Caminar como actividad física y su relación con el entorno



En un artículo publicado online en noviembre de 2004 en la revista Journal of Epidemiology and Community Health, miembros del Instituto de Ciencias de la Salud de la Universidad de Oxford, examinan la relación entre la percepción que DoctorSalud y los adultos tienen del entorno físico y social en el que viven y su conducta respecto a caminar como actividad física.

El estudio se ha realizado en Inglaterra, en una muestra de población de 4.265 adultos de edades comprendidas entre 16 y 74 años de edad. La conducta respecto a caminar, como actividad física, se clasificó de acuerdo con dos variables:

  1. Los que caminaron, más o menos, en las pasadas cuatro semanas.
  2. Los que caminaron 150 minutos o más por semana en las pasadas cuatro semanas.
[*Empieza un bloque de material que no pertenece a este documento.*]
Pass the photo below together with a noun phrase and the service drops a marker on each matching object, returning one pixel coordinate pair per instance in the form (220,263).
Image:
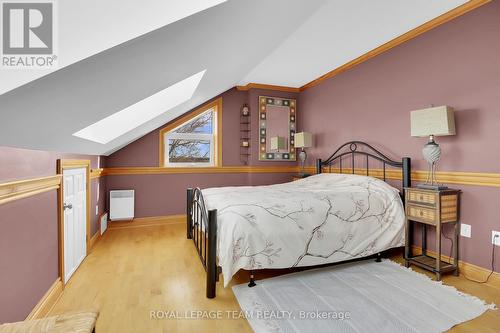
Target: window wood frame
(217,144)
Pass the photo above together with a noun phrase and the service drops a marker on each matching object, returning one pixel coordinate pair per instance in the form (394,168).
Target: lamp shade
(303,140)
(436,121)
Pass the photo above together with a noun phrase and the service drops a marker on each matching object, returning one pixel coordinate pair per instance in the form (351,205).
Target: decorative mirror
(277,124)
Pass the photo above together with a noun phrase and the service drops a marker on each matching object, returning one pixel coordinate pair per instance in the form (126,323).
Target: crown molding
(448,16)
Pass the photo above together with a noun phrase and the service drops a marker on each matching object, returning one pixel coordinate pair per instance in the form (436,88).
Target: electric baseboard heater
(121,205)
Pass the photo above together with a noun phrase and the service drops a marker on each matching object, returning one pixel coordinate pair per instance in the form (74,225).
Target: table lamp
(432,122)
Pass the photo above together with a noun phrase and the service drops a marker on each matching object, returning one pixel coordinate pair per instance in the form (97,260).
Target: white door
(75,219)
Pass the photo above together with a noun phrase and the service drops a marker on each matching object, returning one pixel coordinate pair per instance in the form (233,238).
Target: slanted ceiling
(133,51)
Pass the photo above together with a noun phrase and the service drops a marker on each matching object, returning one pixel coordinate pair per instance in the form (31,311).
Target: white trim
(171,135)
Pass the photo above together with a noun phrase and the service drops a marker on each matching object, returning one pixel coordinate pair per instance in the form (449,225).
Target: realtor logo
(28,34)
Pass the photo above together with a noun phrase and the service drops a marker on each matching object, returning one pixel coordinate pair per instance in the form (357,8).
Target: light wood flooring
(133,271)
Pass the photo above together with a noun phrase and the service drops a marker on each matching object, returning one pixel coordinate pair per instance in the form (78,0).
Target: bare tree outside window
(192,142)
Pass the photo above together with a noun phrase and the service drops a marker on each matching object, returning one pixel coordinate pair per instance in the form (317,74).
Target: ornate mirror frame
(264,102)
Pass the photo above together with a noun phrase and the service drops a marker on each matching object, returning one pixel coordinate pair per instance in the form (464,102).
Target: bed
(322,219)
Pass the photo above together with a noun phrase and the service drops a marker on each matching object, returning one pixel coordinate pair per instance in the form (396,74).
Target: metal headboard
(352,148)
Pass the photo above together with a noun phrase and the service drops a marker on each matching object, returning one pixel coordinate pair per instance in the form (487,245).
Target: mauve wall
(158,195)
(29,237)
(457,64)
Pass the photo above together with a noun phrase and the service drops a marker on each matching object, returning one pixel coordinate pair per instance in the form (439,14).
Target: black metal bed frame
(202,223)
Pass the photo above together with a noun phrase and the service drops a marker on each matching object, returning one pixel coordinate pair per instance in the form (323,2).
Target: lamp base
(436,187)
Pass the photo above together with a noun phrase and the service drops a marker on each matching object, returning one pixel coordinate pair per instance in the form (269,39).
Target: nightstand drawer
(425,215)
(421,197)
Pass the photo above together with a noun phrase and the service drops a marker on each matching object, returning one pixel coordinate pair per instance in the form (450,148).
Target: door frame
(65,164)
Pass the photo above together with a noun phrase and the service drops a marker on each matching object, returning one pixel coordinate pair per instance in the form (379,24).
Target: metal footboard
(202,229)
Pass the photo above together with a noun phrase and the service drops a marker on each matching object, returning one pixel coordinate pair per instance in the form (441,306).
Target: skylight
(141,112)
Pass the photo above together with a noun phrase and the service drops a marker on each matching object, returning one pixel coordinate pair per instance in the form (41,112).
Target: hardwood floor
(134,271)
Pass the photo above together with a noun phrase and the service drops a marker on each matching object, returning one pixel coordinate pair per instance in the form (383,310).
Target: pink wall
(165,194)
(457,64)
(28,253)
(29,237)
(144,151)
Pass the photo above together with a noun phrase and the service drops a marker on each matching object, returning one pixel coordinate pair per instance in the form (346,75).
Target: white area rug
(357,297)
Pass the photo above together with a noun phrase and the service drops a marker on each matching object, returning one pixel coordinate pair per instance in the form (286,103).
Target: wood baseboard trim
(96,173)
(45,305)
(470,270)
(28,187)
(147,222)
(211,170)
(445,177)
(94,240)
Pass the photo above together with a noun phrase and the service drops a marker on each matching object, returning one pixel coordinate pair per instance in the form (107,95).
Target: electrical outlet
(465,230)
(495,240)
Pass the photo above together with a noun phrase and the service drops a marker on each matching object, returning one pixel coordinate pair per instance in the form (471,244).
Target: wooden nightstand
(298,176)
(432,208)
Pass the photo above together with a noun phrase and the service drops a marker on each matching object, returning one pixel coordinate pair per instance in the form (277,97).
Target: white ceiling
(121,59)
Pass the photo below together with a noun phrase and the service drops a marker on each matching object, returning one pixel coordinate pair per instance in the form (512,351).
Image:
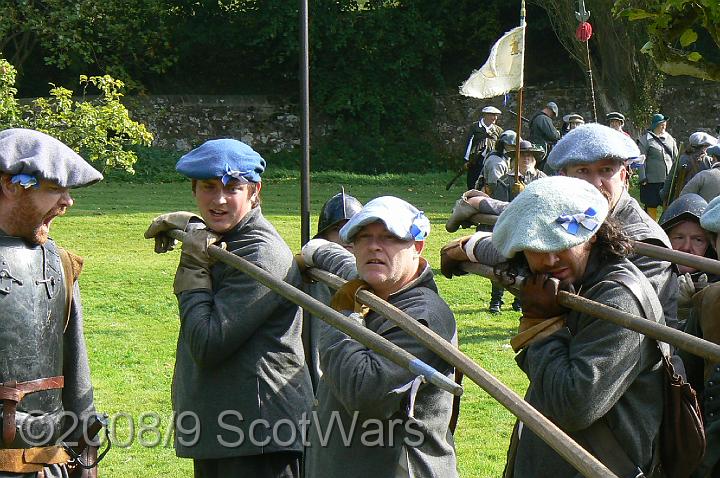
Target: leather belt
(13,392)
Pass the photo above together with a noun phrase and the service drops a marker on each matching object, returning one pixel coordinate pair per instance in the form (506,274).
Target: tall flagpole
(518,186)
(305,100)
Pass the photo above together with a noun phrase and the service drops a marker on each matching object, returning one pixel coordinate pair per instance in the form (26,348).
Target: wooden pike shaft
(583,461)
(363,335)
(704,264)
(663,333)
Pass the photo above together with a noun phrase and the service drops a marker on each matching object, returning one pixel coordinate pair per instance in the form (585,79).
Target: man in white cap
(704,375)
(480,141)
(600,155)
(361,391)
(45,388)
(599,382)
(542,130)
(693,160)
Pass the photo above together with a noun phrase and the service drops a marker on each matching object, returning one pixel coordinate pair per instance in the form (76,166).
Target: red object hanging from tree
(584,31)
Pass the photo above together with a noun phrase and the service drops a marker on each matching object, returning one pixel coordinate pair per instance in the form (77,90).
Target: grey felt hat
(30,153)
(400,217)
(592,142)
(552,214)
(710,220)
(552,106)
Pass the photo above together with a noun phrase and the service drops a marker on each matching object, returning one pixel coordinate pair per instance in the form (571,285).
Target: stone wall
(272,124)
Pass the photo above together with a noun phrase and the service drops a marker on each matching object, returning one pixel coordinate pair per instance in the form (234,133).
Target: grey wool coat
(637,225)
(640,227)
(593,370)
(239,354)
(359,386)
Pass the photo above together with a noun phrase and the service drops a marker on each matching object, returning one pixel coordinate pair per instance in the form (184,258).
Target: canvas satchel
(682,433)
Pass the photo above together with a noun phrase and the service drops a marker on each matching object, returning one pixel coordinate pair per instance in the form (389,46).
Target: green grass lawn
(131,319)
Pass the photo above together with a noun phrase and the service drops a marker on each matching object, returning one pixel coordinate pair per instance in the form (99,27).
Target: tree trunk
(625,80)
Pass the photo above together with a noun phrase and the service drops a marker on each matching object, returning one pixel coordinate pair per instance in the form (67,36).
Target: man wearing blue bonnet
(599,382)
(44,371)
(704,375)
(239,369)
(598,155)
(409,420)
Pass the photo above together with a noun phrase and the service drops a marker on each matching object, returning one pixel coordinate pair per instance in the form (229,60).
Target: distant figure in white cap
(45,383)
(570,122)
(660,151)
(600,155)
(239,359)
(585,373)
(480,142)
(616,121)
(693,160)
(706,183)
(542,130)
(358,385)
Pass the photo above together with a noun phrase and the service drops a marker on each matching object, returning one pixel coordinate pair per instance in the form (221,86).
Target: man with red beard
(600,156)
(360,391)
(44,372)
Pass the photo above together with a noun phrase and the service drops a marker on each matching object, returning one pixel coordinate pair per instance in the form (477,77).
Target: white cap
(400,217)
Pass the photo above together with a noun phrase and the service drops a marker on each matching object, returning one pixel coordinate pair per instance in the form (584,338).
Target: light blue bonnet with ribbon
(552,214)
(400,217)
(224,159)
(592,142)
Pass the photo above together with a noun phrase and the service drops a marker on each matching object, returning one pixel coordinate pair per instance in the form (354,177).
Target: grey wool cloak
(593,370)
(240,358)
(397,420)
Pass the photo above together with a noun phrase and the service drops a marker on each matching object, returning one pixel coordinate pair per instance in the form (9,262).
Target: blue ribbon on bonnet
(420,227)
(25,180)
(233,174)
(572,222)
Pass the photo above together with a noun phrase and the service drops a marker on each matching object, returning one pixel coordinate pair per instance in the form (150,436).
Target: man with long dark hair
(599,382)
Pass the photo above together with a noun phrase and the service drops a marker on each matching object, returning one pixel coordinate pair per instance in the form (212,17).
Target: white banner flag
(503,71)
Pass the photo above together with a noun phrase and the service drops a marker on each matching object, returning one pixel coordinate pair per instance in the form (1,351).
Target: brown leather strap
(31,460)
(12,392)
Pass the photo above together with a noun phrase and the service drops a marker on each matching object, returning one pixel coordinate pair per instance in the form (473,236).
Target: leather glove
(532,330)
(165,222)
(686,288)
(452,255)
(344,299)
(538,295)
(194,268)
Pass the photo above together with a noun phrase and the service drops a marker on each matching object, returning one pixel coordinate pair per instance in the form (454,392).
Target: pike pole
(363,335)
(663,333)
(573,453)
(700,263)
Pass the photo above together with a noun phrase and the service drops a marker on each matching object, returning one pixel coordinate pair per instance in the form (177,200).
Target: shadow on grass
(487,333)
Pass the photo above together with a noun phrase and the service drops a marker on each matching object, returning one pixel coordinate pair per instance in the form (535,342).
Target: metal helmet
(686,207)
(507,137)
(338,208)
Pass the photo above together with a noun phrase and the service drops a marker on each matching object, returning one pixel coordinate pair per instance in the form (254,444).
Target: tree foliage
(99,128)
(676,29)
(625,79)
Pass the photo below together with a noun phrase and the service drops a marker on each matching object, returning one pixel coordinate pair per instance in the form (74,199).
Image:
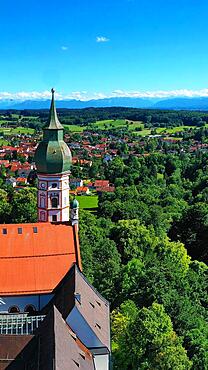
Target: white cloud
(87,95)
(102,39)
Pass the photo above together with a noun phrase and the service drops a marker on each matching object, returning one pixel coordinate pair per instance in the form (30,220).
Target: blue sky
(109,47)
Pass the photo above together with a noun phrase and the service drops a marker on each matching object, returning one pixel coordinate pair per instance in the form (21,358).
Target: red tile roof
(31,262)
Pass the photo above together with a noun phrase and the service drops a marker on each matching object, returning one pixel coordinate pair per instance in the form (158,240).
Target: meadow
(88,201)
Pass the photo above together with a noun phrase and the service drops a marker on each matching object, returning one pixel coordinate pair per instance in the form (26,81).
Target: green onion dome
(74,204)
(52,155)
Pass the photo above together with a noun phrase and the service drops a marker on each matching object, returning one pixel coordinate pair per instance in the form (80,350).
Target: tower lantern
(53,161)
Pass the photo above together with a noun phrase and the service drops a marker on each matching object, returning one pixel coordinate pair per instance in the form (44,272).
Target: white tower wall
(53,198)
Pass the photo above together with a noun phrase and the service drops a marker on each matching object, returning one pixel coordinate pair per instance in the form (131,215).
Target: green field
(74,128)
(105,125)
(87,201)
(17,130)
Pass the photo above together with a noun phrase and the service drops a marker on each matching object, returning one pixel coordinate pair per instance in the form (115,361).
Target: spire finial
(53,119)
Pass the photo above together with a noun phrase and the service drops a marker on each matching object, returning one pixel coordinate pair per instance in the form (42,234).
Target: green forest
(145,249)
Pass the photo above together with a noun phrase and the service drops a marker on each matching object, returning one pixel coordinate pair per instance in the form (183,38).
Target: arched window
(13,309)
(30,309)
(54,202)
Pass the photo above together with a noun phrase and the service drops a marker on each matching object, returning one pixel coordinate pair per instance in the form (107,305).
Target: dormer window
(13,309)
(54,202)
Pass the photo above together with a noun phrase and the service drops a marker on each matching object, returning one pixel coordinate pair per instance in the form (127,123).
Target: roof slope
(35,257)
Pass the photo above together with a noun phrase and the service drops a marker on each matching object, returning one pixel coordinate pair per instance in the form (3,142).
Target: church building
(51,317)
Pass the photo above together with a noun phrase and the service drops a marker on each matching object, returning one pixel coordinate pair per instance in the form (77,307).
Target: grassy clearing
(74,128)
(88,201)
(106,125)
(17,130)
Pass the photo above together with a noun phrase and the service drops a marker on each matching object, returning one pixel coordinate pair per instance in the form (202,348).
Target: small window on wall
(30,309)
(54,202)
(13,309)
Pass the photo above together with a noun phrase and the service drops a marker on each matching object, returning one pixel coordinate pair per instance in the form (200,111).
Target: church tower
(53,161)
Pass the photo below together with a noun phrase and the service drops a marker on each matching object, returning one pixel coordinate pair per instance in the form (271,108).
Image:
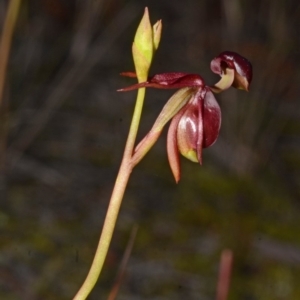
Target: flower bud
(157,28)
(146,41)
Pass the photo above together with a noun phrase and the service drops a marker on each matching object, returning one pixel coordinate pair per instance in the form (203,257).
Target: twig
(114,291)
(224,274)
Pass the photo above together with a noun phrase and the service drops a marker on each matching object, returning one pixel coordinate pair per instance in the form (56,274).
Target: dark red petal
(169,81)
(211,119)
(233,60)
(200,131)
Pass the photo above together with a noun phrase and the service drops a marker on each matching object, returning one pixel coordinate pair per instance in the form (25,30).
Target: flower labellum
(195,127)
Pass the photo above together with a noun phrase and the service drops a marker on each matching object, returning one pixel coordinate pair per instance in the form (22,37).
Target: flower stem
(115,202)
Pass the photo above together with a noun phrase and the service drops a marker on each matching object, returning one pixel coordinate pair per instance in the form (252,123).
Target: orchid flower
(195,113)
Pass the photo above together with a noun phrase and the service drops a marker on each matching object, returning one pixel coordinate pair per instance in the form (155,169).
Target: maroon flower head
(193,109)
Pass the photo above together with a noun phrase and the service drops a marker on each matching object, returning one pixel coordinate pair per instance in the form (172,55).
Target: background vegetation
(66,133)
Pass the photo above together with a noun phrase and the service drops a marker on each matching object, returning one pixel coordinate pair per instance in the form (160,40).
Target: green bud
(157,28)
(146,41)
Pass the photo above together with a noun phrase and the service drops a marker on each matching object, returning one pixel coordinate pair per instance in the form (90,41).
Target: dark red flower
(195,113)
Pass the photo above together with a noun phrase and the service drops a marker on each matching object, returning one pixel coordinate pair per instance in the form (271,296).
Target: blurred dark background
(66,134)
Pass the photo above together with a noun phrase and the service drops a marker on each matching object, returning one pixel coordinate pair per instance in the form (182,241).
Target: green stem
(115,202)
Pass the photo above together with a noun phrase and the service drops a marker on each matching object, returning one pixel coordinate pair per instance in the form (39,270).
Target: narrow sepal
(167,81)
(232,60)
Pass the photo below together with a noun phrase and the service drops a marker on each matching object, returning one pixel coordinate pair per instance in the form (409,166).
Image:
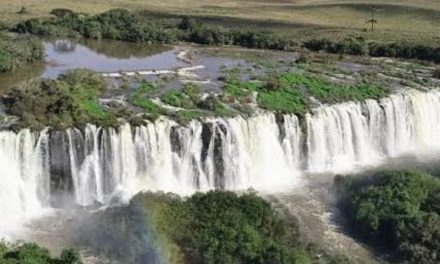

La percepción del entorno social cubría los aspectos referentes a la seguridad personal cuando se caminaba en solitario, y el apoyo social al caminar como actividad física. La percepción del entorno físico cubría los aspectos referentes al atractivo para caminar del área local y el acceso a establecimientos comerciales, centros recreativos, parques, circuitos para bicicletas y densidad de tráfico.

En las mujeres, tanto la percepción de la seguridad personal cuando se camina durante el día, como la existencia o no de establecimientos comerciales en la distancia recorrida a pie, se asociaron con las ocasiones en las que las participantes informaron que habían caminado. Por el contrario, la percepción que las mujeres tenían de su entorno físico no se relacionaba con las ocasiones en las que caminaron 150 minutos o más a la semana.

Conclusiones de los beneficios del caminar


En los hombres, el acceso en su entorno físico de un parque, dentro de una distancia apropiada para caminar, se asoció con una actividad física a pie de 150 minutos o más a la semana. Las conclusiones de los autores son que las mujeres, cuando deciden caminar, se preocupan más de la utilidad de su paseo y, de modo especial, de su seguridad personal, cuando caminan solas. Los hombres se muestran más propicios a caminar 150 o más minutos a la semana, si disponen de un parque en su entorno físico, mientras que la decisión de caminar no es influenciada por la preocupación por su seguridad personal.

Desde el punto de vista de la política sanitaria, las implicaciones son que todas aquellas intervenciones administrativas que mejoren la seguridad de las calles y de los espacios públicos, y mantengan espacios verdes, pueden contribuir a incrementar los niveles de la actividad física realizada caminando de la población.

El diseño de los espacios públicos debe reflejar, en consecuencia, las necesidades de los peatones por encima de otros modos de transporte. Potenciar las oportunidades de caminar en grupos puede disminuir las preocupaciones respecto a la seguridad personal, especialmente en las mujeres.